Greenology: Metapopulation Theory
January 29, 2008
This info is paraphrased from Corridor Ecology by Hilty, Lidicker, & Merenlender at Island Press 2006.
Figure 1 shows four types of metapopulations and their dispersal mechanisms from occupied to empty habitats. Movement among habitats is depicted with arrows. Dashed arrows depict rare migrations.
A metapopulation is a group of populations (demes) connected by migrations of individuals across populations. A good analogy for a metapopulation is a series of towns. Towns contain their own populations and a group of towns represent a specific metapopulation, for instance the western suburbs. The towns are connected and that helps facilitate movement by individuals. As some towns grow into cities from immigration and favorable conditions, other towns decrease into villages due to emigration and unfavorable conditions.
In an example from nature, a series of mountain valleys may contain a metapopulation of lilies. Lilies may spread to new valleys through wind blown seed or flash floods. Other valleys may lose all their lilies through herbivory, disease, stochastic events, etc. If enough suitable habitat remains and colonization of new valleys continue, the combined populations (metapopulations) of lilies will be stable.
Metapopulation theory attempts to describe the movement of populations throughout suitable habitats.
The four models for metapopulation movement are in the figure above were developed by Harrison in 1991.

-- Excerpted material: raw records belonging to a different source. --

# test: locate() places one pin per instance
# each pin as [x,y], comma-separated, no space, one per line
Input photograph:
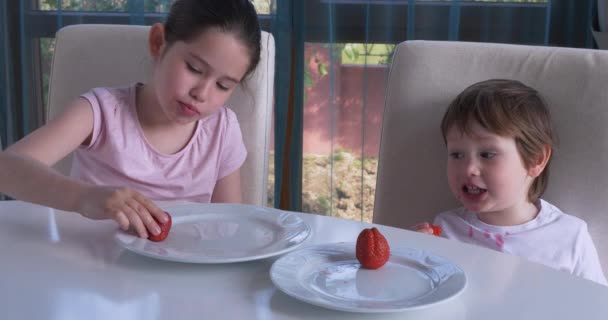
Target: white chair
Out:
[426,75]
[88,56]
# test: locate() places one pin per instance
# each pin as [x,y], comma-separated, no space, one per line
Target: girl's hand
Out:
[423,227]
[127,207]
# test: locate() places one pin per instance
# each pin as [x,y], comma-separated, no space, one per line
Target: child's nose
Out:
[472,168]
[201,90]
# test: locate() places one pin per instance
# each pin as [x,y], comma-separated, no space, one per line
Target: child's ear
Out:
[156,40]
[537,168]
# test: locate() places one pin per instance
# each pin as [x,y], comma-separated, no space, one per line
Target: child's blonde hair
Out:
[507,108]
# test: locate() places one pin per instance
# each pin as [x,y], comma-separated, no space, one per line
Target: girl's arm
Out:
[27,179]
[228,189]
[62,135]
[26,175]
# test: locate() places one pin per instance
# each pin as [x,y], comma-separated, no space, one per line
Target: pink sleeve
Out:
[233,152]
[92,97]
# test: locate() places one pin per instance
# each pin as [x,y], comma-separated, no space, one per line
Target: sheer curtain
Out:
[332,65]
[332,60]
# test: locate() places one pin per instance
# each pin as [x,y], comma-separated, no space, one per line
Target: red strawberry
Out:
[436,230]
[164,230]
[372,249]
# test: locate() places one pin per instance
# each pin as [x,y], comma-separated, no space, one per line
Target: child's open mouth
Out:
[473,189]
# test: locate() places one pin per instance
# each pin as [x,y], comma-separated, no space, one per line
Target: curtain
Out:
[332,60]
[332,65]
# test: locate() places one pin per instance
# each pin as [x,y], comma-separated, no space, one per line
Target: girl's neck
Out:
[160,132]
[516,215]
[151,115]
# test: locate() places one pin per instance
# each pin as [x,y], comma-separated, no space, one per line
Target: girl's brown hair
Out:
[510,109]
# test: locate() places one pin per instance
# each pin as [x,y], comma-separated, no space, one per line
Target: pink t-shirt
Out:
[120,155]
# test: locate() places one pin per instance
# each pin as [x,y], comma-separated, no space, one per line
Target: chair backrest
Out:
[426,75]
[88,56]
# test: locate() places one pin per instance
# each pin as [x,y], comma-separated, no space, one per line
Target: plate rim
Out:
[327,304]
[119,233]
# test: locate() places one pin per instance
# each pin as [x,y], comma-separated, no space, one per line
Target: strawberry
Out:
[164,230]
[372,249]
[436,230]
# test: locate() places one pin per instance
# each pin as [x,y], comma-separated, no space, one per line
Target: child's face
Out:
[194,79]
[486,173]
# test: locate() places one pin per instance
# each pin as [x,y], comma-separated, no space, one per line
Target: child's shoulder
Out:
[552,215]
[224,117]
[122,94]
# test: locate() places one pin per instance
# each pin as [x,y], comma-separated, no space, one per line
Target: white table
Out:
[58,265]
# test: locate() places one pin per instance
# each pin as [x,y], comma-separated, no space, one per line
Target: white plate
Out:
[330,276]
[222,233]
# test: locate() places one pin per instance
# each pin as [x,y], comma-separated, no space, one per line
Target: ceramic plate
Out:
[330,276]
[222,233]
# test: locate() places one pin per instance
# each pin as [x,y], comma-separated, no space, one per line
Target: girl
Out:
[499,142]
[170,138]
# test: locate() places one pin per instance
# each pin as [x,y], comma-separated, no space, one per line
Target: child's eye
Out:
[192,68]
[456,155]
[488,155]
[222,87]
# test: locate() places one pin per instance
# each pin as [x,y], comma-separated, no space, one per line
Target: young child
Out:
[170,138]
[499,143]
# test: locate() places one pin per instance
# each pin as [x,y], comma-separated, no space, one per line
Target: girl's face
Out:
[487,175]
[194,79]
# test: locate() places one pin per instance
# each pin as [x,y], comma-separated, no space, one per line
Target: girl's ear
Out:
[156,40]
[537,168]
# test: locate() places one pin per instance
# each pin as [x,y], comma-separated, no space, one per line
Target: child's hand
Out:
[427,228]
[125,206]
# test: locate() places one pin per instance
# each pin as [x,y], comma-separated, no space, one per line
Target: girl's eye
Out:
[488,155]
[192,68]
[222,87]
[456,155]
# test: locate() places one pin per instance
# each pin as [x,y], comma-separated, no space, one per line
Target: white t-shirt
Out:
[553,238]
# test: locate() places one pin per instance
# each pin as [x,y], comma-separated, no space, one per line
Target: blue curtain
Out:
[331,60]
[329,85]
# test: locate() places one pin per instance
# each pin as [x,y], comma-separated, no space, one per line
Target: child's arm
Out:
[427,228]
[228,189]
[60,136]
[29,180]
[26,175]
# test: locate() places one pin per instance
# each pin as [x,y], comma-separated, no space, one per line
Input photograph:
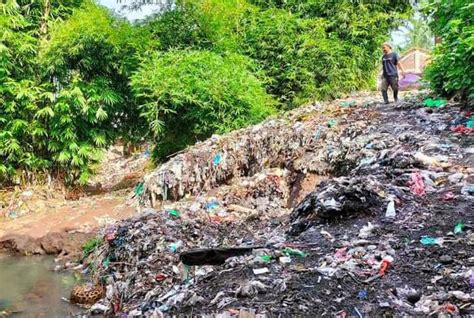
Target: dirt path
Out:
[60,226]
[38,220]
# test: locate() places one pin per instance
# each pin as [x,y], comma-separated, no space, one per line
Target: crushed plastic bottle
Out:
[173,247]
[428,240]
[293,252]
[390,213]
[458,228]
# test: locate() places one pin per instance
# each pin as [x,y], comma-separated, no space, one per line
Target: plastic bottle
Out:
[390,210]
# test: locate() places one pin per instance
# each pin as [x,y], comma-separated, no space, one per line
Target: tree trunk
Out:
[45,17]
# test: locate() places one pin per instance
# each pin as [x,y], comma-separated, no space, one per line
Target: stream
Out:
[30,288]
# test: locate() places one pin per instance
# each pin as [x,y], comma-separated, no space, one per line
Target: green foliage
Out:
[74,77]
[66,99]
[302,62]
[419,34]
[190,95]
[451,70]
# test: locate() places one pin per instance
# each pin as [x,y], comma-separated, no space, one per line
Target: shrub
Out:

Š Patchy – Demic system with chunks of suitable habitat spaced relatively close together. Individuals move freely to and from the patches, replenishing any areas that suffer extinction (rescue effect). Patchy metapopulations are common and extinction resistant.
Š Core-Satellite – Also called “mainland-island” or “source-sink” because a large stable habitat supports a large stable population. Frequent migration occurs from the “mainland” to habitats nearby. Core-satellite is also extinction resistant.
Š Levins Classic – Populations disperse from one area to the next. Habitats where populations go extinct may be re-colonized or not. Changes in the metapopulation over time is represented by the formula:
dp/dt = mp(1 – p) – ep
p = occupied habitats. Full occupancy p=1. Extinct p=0
m = migration rate
mp = total amount of successful dispersals
(1 – p) = unoccupied habitats
e = extinction rate
ep = total amount of patches going extinct
Š Non-equilibrium – A small patch contains the majority of the population, because isolation or an unfavorable matrix prevents frequent migrations. Non-equilibrium populations are extremely vulnerable to extinction.
Fun Fact (at least as fun as it gets) – Rodents help in environmental science too.
Levins developed metapopulation theory in 1970 based on the work of Soviet ecologists concerned with rodent control during WWII. Like the Soviets, Levins was studying epidemiology involving parasitic insects and their rodent hosts. In Levin’s model case, p represented the hosts for the parasitic insect populations.